His name was Narek Nersisyan. He was under thirty, so of course the story was about him and his mother. In his broken English, he told me that they shared a dark, damp apartment, so small that their beds were inches apart. They argued about everything. And each time he found a girlfriend, his mother interfered. Yet he loved her and felt guilty when he fought back.
I was hooked. I wanted to put those two people on stage and explore what held them together.
I arranged to have coffee with Narek the next morning in the lobby of the four-star hotel where the festival’s international guests were housed. That is, after all, where one meets to explore production ideas at such events, no? I was guessing. I’d never done this before.
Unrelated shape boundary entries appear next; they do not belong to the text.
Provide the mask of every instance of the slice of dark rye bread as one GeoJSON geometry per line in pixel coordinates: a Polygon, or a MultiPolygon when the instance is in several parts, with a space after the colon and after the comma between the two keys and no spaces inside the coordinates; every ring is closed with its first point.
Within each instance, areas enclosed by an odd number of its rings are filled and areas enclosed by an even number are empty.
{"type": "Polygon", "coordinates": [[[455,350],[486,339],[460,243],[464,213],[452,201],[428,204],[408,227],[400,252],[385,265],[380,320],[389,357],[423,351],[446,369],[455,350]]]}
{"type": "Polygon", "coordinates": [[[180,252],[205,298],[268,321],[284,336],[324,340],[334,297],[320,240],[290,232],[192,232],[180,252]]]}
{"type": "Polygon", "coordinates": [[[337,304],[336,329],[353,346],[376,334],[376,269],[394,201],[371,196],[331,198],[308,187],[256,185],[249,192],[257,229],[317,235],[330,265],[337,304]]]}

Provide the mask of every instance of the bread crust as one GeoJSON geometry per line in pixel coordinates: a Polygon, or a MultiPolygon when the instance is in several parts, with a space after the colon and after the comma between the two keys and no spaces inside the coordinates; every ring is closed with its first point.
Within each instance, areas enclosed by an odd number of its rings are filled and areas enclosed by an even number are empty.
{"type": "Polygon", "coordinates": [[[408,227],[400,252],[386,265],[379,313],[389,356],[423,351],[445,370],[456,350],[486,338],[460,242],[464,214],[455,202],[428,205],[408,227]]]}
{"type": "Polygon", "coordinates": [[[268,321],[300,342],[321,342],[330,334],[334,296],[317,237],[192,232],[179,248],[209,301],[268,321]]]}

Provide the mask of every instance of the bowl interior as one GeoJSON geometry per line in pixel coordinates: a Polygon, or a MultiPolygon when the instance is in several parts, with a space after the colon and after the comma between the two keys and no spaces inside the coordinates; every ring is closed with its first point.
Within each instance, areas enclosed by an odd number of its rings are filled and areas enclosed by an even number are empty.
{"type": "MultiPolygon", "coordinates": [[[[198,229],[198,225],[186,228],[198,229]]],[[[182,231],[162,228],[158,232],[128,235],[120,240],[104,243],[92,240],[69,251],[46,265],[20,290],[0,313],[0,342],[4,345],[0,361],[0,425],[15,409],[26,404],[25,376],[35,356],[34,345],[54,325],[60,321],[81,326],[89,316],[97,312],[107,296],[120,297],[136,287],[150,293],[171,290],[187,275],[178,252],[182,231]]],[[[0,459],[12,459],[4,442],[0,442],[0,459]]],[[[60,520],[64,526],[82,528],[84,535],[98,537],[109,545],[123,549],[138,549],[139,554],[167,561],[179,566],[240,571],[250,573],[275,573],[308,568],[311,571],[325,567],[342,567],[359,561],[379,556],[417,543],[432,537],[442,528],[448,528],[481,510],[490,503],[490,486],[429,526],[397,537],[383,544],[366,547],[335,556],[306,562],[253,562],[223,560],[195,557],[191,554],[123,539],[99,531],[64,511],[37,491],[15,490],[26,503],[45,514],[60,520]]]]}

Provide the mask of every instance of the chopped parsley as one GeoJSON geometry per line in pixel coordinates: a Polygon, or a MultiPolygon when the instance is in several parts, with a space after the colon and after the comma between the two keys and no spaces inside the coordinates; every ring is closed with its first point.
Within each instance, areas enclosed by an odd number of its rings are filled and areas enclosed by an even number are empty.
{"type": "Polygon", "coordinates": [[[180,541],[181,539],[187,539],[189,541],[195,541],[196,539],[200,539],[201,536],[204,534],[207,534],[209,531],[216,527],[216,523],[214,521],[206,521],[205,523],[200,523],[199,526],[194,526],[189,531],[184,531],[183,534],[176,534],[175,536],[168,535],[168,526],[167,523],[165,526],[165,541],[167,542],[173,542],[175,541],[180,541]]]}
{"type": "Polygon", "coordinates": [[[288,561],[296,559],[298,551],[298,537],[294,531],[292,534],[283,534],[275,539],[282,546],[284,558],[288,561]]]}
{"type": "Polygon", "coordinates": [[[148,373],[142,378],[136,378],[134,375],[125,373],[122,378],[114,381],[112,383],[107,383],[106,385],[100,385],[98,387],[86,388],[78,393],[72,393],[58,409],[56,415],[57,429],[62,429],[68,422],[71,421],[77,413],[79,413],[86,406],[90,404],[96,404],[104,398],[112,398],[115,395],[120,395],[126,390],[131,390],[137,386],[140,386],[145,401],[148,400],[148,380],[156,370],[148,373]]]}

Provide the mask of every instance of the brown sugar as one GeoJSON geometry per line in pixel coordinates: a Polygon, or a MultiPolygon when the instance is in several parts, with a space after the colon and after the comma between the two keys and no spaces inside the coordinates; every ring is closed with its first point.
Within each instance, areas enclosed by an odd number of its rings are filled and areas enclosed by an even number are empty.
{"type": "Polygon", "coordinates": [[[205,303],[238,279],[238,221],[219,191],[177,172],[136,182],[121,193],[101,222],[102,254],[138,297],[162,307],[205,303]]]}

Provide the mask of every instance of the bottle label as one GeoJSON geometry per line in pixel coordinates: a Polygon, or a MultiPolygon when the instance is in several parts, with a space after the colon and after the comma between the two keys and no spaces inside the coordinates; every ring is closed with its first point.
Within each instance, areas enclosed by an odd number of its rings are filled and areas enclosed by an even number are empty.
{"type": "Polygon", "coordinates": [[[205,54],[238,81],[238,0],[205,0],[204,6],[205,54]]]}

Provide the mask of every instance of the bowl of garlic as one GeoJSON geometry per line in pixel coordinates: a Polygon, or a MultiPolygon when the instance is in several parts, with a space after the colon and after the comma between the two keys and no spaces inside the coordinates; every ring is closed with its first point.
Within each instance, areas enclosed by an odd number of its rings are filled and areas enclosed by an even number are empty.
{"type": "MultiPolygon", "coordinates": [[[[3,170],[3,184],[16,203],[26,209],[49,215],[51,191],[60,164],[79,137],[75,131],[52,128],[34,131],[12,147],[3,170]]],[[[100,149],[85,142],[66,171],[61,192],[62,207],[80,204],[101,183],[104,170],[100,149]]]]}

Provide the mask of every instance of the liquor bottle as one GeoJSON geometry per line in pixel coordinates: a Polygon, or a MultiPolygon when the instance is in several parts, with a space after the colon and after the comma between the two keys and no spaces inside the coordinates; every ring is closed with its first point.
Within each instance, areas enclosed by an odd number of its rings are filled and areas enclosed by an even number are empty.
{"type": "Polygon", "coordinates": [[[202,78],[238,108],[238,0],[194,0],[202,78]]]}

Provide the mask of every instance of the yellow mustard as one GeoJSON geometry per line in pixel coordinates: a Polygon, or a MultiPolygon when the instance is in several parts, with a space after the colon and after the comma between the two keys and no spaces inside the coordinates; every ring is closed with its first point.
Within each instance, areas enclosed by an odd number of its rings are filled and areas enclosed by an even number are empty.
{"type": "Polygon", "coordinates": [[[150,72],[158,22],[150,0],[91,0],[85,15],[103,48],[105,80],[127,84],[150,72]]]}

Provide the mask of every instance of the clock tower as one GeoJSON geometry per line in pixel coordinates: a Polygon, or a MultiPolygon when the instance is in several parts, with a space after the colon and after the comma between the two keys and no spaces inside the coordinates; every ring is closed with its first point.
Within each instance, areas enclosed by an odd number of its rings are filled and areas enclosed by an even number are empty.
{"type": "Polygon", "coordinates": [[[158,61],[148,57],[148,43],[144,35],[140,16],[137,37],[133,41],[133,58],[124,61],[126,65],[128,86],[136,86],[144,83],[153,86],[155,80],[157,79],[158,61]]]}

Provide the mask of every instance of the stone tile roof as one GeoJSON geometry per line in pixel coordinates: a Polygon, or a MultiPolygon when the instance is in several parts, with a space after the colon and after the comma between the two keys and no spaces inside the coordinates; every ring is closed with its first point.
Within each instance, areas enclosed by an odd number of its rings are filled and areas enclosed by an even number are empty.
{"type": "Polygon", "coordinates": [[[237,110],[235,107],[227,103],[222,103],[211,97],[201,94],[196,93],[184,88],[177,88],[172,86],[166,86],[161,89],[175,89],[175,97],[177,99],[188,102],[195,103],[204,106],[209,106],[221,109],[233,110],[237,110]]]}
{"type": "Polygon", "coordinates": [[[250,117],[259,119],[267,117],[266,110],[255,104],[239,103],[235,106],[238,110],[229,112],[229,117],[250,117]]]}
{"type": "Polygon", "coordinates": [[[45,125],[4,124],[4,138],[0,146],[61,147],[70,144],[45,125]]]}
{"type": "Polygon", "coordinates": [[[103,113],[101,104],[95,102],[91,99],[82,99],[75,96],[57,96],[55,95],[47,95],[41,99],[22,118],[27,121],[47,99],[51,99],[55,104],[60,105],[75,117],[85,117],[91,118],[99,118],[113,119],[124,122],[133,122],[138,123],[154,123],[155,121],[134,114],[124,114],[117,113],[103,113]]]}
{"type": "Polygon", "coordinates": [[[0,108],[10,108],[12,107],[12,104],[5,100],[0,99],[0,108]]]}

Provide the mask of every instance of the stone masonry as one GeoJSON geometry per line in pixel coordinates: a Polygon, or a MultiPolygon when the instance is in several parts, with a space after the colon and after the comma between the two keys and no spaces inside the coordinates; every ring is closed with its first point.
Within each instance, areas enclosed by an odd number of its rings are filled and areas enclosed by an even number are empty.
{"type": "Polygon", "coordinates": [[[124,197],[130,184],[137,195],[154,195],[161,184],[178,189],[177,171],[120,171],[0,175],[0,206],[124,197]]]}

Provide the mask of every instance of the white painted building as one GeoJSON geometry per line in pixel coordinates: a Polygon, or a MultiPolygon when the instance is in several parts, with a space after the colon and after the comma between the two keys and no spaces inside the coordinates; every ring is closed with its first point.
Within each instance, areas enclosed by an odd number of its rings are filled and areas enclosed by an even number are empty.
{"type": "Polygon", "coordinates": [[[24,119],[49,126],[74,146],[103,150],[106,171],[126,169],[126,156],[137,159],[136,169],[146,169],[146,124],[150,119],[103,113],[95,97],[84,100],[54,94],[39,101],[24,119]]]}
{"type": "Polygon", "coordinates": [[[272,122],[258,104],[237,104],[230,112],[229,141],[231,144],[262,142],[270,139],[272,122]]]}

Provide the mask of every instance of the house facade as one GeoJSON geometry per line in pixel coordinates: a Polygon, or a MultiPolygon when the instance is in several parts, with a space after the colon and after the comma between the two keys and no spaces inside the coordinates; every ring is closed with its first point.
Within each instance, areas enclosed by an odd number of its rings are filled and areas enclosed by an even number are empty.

Narek arrived wearing a trendy plaid hat and carrying a mini computer loaded with translation software. The hat did nothing for me, but thank goodness for the computer. As he tried to describe the tense scenes at the heart of his story, he would reach for a word and find one that made as much sense to me as the legendary Monty Python sketch parodying an inept translator: “Your hovercraft is full of eels.”
While I floundered to figure out where the eels were coming from, Narek would quickly hunch over his computer and key-in the Armenian word. Sometimes the English that popped up cleared the confusion; sometimes it took us further into the weeds and he had to trawl through Russian, German, or Turkish e-dictionaries until I caught his meaning.
Despite the language barrier, I was convinced that this Armenian’s story of struggling to break away from a domineering mother would speak to many who are caught between traditional parents and the call of modernity (post-modernity, post-post-modernity… your choice). It was a story that could play out not only in Armenia but in any country where millennials fear they may never have the money to leave home and where twenty-somethings born to migrant parents feel trapped in traditions that seriously clash with what they want to become. Move over, Pirandello: this character had found a writer.
After the festival, I flew back to Switzerland, where I was living at the time, to begin an epic cross-continental collaboration via email and Skype. There were long calls as I probed the details of Narek’s life, followed by marathons with my Mac to create the characters, situations, story arc, and outline. On weekends, Narek and I met by Skype. This story took centre stage in my life.
By the time I completed the first draft—a fictionalized version of the story—a new challenge appeared: the hidden shoals of culturally authentic behaviour. There was a problem with the girlfriend character.
“An Armenian girl would never make critical remarks about her boyfriend’s mother,” Narek told me. “You’re describing a Canadian girl’s reaction.”
Ouch. My objective was to write a play about Armenians that would be credible in Yerevan. I immediately shifted my focus from the causes of the arguments to the behaviours and attitudes the arguments brought out. Our Skype sessions stretched to three hours. In the end, I had become a virtual echo chamber, crafting scenes and dialogues that rang true to the story Narek wanted me to tell.
By the time I completed draft three, about a year and a half later, Narek was in the US studying English, I had moved back to Toronto, and Motherland was ready to be shopped around. The Armenians in California who read the script told Narek it rang true and pronounced it ready to be staged. But a table reading in Toronto revealed that Anglo-Saxon Canadians didn’t “buy” the mother-son relationship. They found the mother unbelievably domineering and the son improbably passive.
“How could he love such a mother?” they asked. “Why doesn’t he react?” And so I wrote in a gesture: at the play’s climax when the mother goes hysterical, the son would strike his mother to bring her back to her senses. It was the one sequence in the play that Narek hadn’t read.
When that version was presented in a staged reading at Alumnae Theatre’s Big Ideas festival, there were Eastern Europeans in the crowd. All of them found the mother true to life. One of them, who was about Narek’s age, said, “It was like hearing my mother’s voice.”
The only moment they could not accept was when the son hit her. “No son would strike his mother, ever,” the same guy said. Point made. There is no slap in the version about to be staged at the Fireworks Festival. But, in a concession to Canadian audiences, I have made the affection between the mother and son more explicit and changed the Armenian girlfriend to a Frenchwoman who needs to have Armenian family dynamics explained to her. She is a newcomer to the country and asks the questions that Canadian audiences may have. In making these changes, I have worked hard not to lose the authenticity and “otherness” of the characters’ voices and actions.
Listening closely to Narek allowed me to channel Armenia and “hear” a story despite time lag and vocabulary challenges. It allowed me to create a story that is both specific to Armenia and universal.